For the 100th anniversary of Frank Sinatra’s birth tomorrow, Mark Steyn, with his encyclopedic knowledge of mid-Century songwriters, has been posting essays on 100 Sinatra songs and how they evolved.
Steyn starts with It Was a Very Good Year, which, I hadn’t realized, had been composed by Ervin Drake as a pseudo-folk song for the Kingston Trio. It wasn’t a hit for them.
There’s a television documentary about the recording of the song. The first thing Sinatra asks the producer when he finishes singing is how long it is? “3:20?” When he hears it came in at 4:12, he looks worried (radio didn’t like singles that long) and jokes, “That’s longer than the first act of Hamlet.” Later, he’s shown listening to the playback, after which he comments, “They’ll play it.”
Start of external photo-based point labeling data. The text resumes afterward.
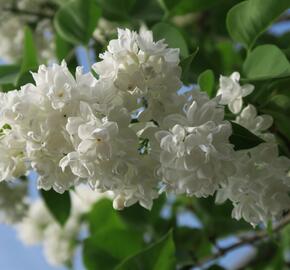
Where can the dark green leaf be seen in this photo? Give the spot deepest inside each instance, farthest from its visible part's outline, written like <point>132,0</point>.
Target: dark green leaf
<point>172,36</point>
<point>186,6</point>
<point>9,74</point>
<point>63,48</point>
<point>206,82</point>
<point>59,205</point>
<point>185,65</point>
<point>116,9</point>
<point>139,217</point>
<point>266,61</point>
<point>216,218</point>
<point>242,138</point>
<point>108,247</point>
<point>29,60</point>
<point>248,19</point>
<point>159,256</point>
<point>281,122</point>
<point>76,20</point>
<point>103,215</point>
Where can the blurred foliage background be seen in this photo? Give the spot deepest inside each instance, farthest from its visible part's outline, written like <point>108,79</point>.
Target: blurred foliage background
<point>215,37</point>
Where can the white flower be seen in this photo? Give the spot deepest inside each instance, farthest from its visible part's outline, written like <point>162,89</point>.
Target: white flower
<point>31,228</point>
<point>259,189</point>
<point>232,92</point>
<point>195,151</point>
<point>144,72</point>
<point>258,124</point>
<point>59,242</point>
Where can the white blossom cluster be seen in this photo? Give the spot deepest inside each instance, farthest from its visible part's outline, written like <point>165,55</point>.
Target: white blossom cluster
<point>129,132</point>
<point>59,242</point>
<point>259,190</point>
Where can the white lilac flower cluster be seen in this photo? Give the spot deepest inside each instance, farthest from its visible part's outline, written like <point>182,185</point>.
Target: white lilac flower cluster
<point>129,132</point>
<point>59,243</point>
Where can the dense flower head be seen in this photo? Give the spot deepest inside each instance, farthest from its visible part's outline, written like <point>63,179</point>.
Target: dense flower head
<point>13,201</point>
<point>195,148</point>
<point>232,92</point>
<point>130,133</point>
<point>59,242</point>
<point>259,189</point>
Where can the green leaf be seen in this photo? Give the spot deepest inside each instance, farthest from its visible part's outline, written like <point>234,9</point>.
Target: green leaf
<point>159,256</point>
<point>191,243</point>
<point>185,65</point>
<point>186,6</point>
<point>139,217</point>
<point>76,20</point>
<point>103,215</point>
<point>172,36</point>
<point>249,19</point>
<point>116,9</point>
<point>29,61</point>
<point>9,74</point>
<point>59,205</point>
<point>62,47</point>
<point>206,82</point>
<point>215,218</point>
<point>105,249</point>
<point>242,138</point>
<point>266,61</point>
<point>281,122</point>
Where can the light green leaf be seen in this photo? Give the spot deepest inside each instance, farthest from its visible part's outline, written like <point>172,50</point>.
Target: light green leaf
<point>62,47</point>
<point>172,36</point>
<point>76,20</point>
<point>186,6</point>
<point>9,74</point>
<point>242,138</point>
<point>105,249</point>
<point>159,256</point>
<point>116,9</point>
<point>185,65</point>
<point>206,82</point>
<point>29,59</point>
<point>103,216</point>
<point>59,205</point>
<point>249,19</point>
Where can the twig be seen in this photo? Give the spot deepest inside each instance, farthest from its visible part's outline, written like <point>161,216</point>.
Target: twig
<point>245,241</point>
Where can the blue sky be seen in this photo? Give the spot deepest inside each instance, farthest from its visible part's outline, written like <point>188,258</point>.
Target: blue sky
<point>16,256</point>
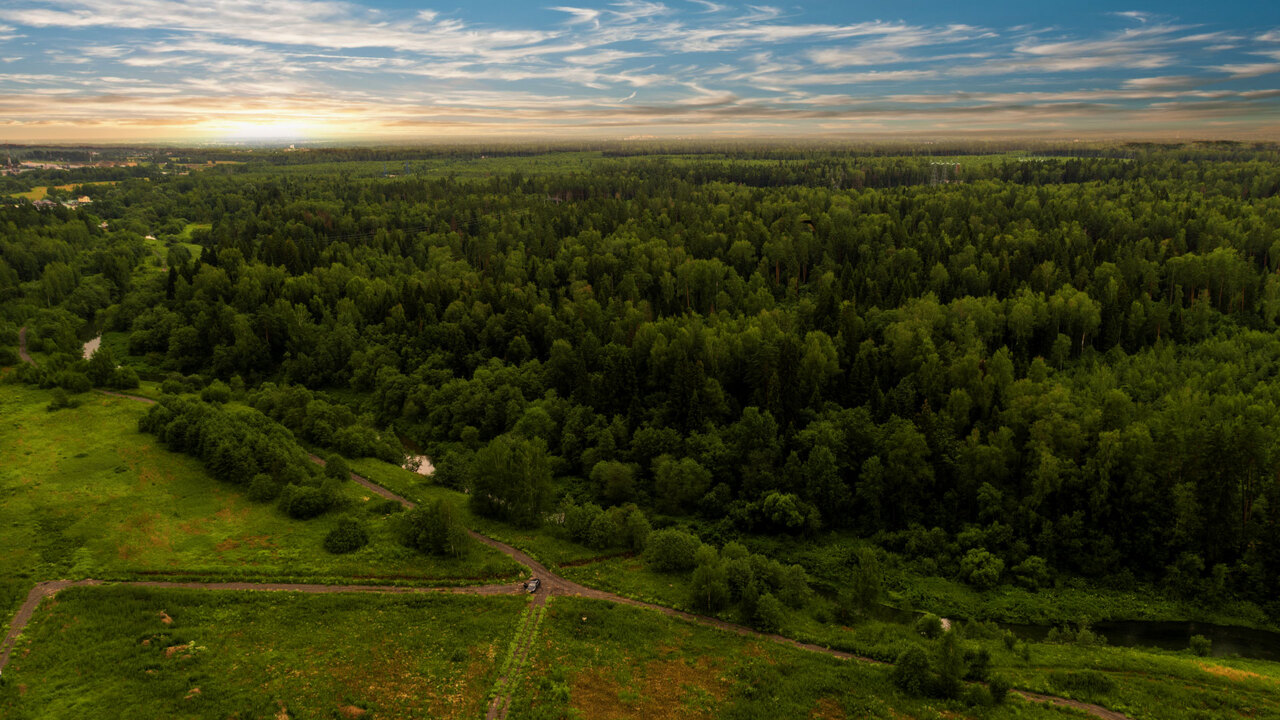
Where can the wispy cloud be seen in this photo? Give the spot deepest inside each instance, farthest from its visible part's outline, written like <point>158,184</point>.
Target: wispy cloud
<point>684,64</point>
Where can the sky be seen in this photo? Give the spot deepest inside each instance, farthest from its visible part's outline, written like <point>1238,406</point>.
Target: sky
<point>320,71</point>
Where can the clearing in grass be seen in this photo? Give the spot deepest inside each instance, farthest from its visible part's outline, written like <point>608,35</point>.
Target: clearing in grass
<point>145,652</point>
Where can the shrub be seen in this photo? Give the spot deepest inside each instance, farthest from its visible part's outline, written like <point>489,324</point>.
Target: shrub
<point>263,488</point>
<point>216,392</point>
<point>60,400</point>
<point>912,671</point>
<point>709,587</point>
<point>1082,682</point>
<point>978,661</point>
<point>671,550</point>
<point>435,529</point>
<point>999,687</point>
<point>337,468</point>
<point>1201,646</point>
<point>348,536</point>
<point>304,502</point>
<point>123,378</point>
<point>1010,639</point>
<point>73,382</point>
<point>1033,573</point>
<point>385,507</point>
<point>769,614</point>
<point>978,696</point>
<point>981,568</point>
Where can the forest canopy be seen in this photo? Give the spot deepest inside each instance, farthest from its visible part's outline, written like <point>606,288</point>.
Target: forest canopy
<point>1038,364</point>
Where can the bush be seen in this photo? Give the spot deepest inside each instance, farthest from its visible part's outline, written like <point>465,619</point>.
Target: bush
<point>337,468</point>
<point>304,502</point>
<point>912,671</point>
<point>385,507</point>
<point>348,536</point>
<point>929,625</point>
<point>123,378</point>
<point>978,696</point>
<point>263,488</point>
<point>73,382</point>
<point>1089,682</point>
<point>769,614</point>
<point>1033,573</point>
<point>999,687</point>
<point>60,400</point>
<point>216,392</point>
<point>1201,646</point>
<point>981,568</point>
<point>671,550</point>
<point>435,529</point>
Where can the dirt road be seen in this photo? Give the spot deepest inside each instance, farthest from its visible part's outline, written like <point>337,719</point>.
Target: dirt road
<point>552,584</point>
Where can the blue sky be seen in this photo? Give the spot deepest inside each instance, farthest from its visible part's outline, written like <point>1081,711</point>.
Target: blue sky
<point>310,69</point>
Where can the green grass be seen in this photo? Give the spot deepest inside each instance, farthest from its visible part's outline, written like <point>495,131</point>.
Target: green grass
<point>542,543</point>
<point>101,652</point>
<point>1148,683</point>
<point>85,493</point>
<point>824,557</point>
<point>33,194</point>
<point>600,660</point>
<point>1069,602</point>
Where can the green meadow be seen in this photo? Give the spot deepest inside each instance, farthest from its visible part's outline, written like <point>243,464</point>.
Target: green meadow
<point>85,495</point>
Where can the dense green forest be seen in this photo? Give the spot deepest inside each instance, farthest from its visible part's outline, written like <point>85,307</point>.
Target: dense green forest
<point>1024,367</point>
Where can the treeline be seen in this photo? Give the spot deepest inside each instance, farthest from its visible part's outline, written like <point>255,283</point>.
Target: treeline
<point>246,449</point>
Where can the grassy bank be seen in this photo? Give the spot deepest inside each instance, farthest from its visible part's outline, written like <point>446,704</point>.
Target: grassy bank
<point>110,651</point>
<point>85,493</point>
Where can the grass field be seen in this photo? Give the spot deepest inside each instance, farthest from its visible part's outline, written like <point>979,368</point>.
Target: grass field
<point>85,493</point>
<point>1150,684</point>
<point>608,661</point>
<point>105,652</point>
<point>542,543</point>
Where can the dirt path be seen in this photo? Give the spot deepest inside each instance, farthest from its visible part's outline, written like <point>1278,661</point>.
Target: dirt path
<point>556,584</point>
<point>28,607</point>
<point>49,589</point>
<point>22,346</point>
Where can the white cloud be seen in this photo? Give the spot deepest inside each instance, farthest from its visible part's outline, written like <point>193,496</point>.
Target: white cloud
<point>579,14</point>
<point>1249,69</point>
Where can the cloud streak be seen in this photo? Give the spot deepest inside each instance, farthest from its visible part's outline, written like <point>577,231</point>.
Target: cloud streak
<point>343,69</point>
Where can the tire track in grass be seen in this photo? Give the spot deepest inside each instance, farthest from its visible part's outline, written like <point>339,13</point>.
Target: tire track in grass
<point>554,584</point>
<point>49,589</point>
<point>521,648</point>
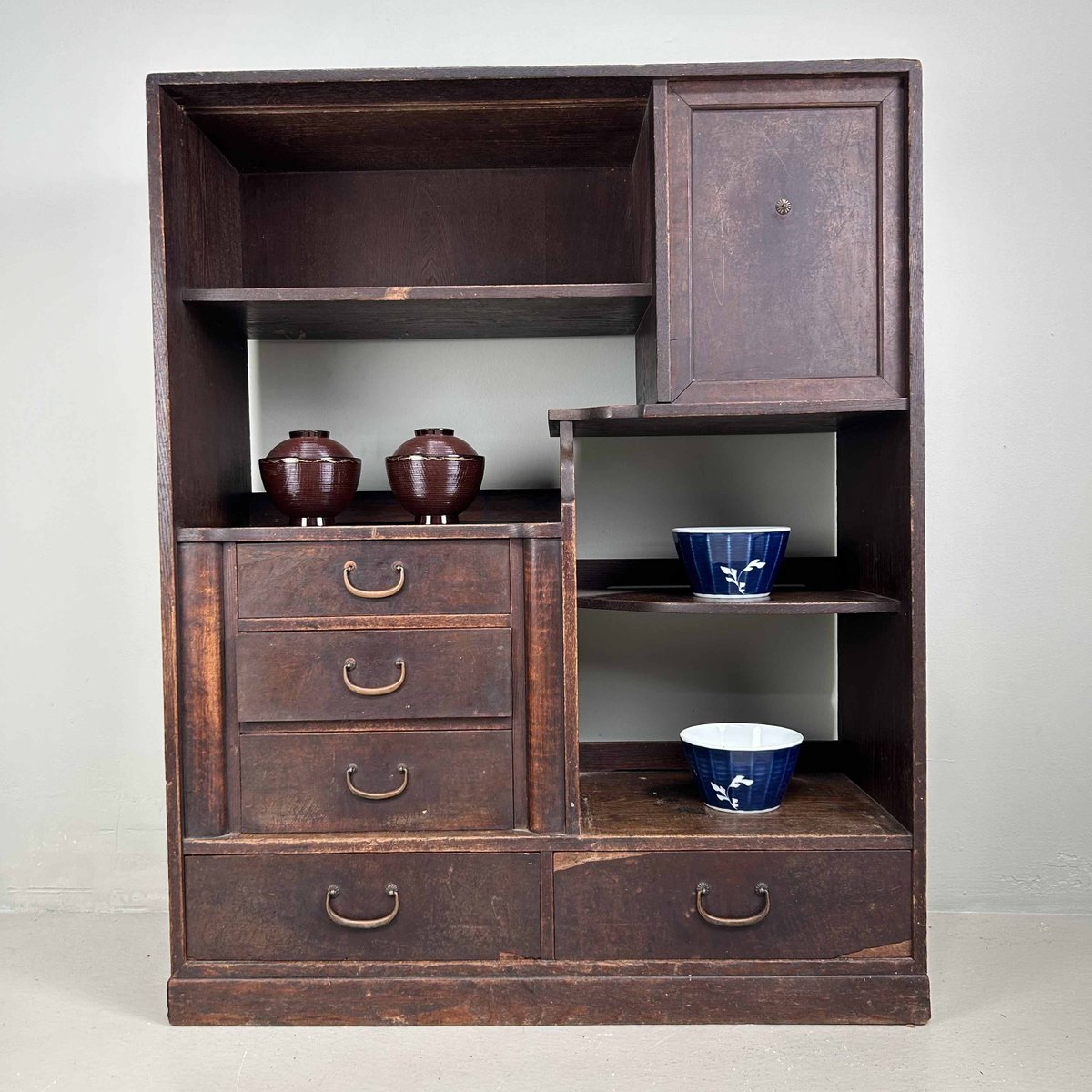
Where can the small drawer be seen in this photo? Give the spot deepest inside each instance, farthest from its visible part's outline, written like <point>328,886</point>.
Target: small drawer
<point>364,781</point>
<point>311,676</point>
<point>310,580</point>
<point>819,905</point>
<point>440,906</point>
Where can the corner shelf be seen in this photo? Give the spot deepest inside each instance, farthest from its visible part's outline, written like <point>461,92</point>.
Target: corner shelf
<point>694,420</point>
<point>377,311</point>
<point>671,601</point>
<point>820,809</point>
<point>806,585</point>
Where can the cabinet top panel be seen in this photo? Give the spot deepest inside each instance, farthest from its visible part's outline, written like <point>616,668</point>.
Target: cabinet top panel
<point>441,118</point>
<point>261,87</point>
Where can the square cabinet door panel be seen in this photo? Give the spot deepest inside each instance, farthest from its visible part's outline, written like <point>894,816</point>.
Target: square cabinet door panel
<point>786,245</point>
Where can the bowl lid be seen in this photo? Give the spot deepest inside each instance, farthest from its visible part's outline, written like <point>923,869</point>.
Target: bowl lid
<point>435,443</point>
<point>309,443</point>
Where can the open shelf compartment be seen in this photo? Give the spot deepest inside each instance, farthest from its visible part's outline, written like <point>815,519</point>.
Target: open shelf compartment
<point>824,809</point>
<point>720,420</point>
<point>805,587</point>
<point>371,312</point>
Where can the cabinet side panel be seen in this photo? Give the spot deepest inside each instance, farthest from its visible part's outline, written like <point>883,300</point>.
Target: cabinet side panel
<point>205,434</point>
<point>201,687</point>
<point>876,699</point>
<point>541,581</point>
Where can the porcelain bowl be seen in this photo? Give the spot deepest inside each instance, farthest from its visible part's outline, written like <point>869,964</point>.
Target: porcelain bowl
<point>742,768</point>
<point>731,562</point>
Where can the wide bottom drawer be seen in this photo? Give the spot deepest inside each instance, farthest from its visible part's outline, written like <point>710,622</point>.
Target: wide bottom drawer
<point>814,905</point>
<point>361,781</point>
<point>363,906</point>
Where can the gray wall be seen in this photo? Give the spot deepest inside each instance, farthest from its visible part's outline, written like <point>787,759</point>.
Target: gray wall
<point>1007,162</point>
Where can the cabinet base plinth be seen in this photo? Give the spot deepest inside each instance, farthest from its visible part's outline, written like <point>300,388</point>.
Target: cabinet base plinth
<point>866,999</point>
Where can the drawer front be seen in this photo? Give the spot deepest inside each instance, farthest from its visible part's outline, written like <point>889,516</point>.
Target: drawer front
<point>642,905</point>
<point>299,784</point>
<point>442,672</point>
<point>450,906</point>
<point>308,580</point>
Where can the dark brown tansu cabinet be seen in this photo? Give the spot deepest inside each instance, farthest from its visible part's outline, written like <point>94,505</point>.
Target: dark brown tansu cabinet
<point>379,809</point>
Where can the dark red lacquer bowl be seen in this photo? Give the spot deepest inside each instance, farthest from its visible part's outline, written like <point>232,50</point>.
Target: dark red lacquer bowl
<point>435,476</point>
<point>310,478</point>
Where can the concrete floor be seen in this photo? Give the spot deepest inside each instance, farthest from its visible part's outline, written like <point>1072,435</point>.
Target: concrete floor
<point>82,1007</point>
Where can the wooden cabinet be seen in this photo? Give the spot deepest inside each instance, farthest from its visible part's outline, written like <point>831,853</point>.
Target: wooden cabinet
<point>379,806</point>
<point>786,251</point>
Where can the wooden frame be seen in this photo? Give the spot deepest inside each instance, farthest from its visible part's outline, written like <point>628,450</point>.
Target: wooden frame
<point>218,145</point>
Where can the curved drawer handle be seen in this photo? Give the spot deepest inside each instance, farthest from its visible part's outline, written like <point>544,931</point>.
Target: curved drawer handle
<point>361,923</point>
<point>372,692</point>
<point>733,923</point>
<point>377,796</point>
<point>383,592</point>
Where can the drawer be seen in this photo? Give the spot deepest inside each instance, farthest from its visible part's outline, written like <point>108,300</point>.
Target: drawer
<point>308,580</point>
<point>450,906</point>
<point>306,676</point>
<point>300,782</point>
<point>643,905</point>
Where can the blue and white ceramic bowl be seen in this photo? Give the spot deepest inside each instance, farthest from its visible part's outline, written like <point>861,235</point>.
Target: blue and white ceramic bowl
<point>743,768</point>
<point>731,562</point>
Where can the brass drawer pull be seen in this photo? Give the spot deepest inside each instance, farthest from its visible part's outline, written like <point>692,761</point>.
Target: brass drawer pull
<point>361,923</point>
<point>372,692</point>
<point>733,923</point>
<point>383,592</point>
<point>377,796</point>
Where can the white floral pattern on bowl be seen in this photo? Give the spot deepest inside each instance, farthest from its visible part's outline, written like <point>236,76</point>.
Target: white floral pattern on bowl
<point>725,794</point>
<point>734,577</point>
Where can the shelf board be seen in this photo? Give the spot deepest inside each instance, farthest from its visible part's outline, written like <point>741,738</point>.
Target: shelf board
<point>375,312</point>
<point>719,420</point>
<point>354,532</point>
<point>680,601</point>
<point>819,811</point>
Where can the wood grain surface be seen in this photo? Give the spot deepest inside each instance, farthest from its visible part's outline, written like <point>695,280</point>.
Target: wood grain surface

My favorite Sinatra record? It’s not a very original or idiosyncratic choice, but as the apogee of an era, you can’t beat 1956?s I’ve Got You Under My Skin.
Steyn’s up to #91, so it’s fun to guess what he’ll end with. I’m guessing that #98 will be the ballad All The Way, #99 the Gershwin tune They Can’t Take That Away from Me, and #100 the drunk driving national anthem One for My Baby (And One More for the Road).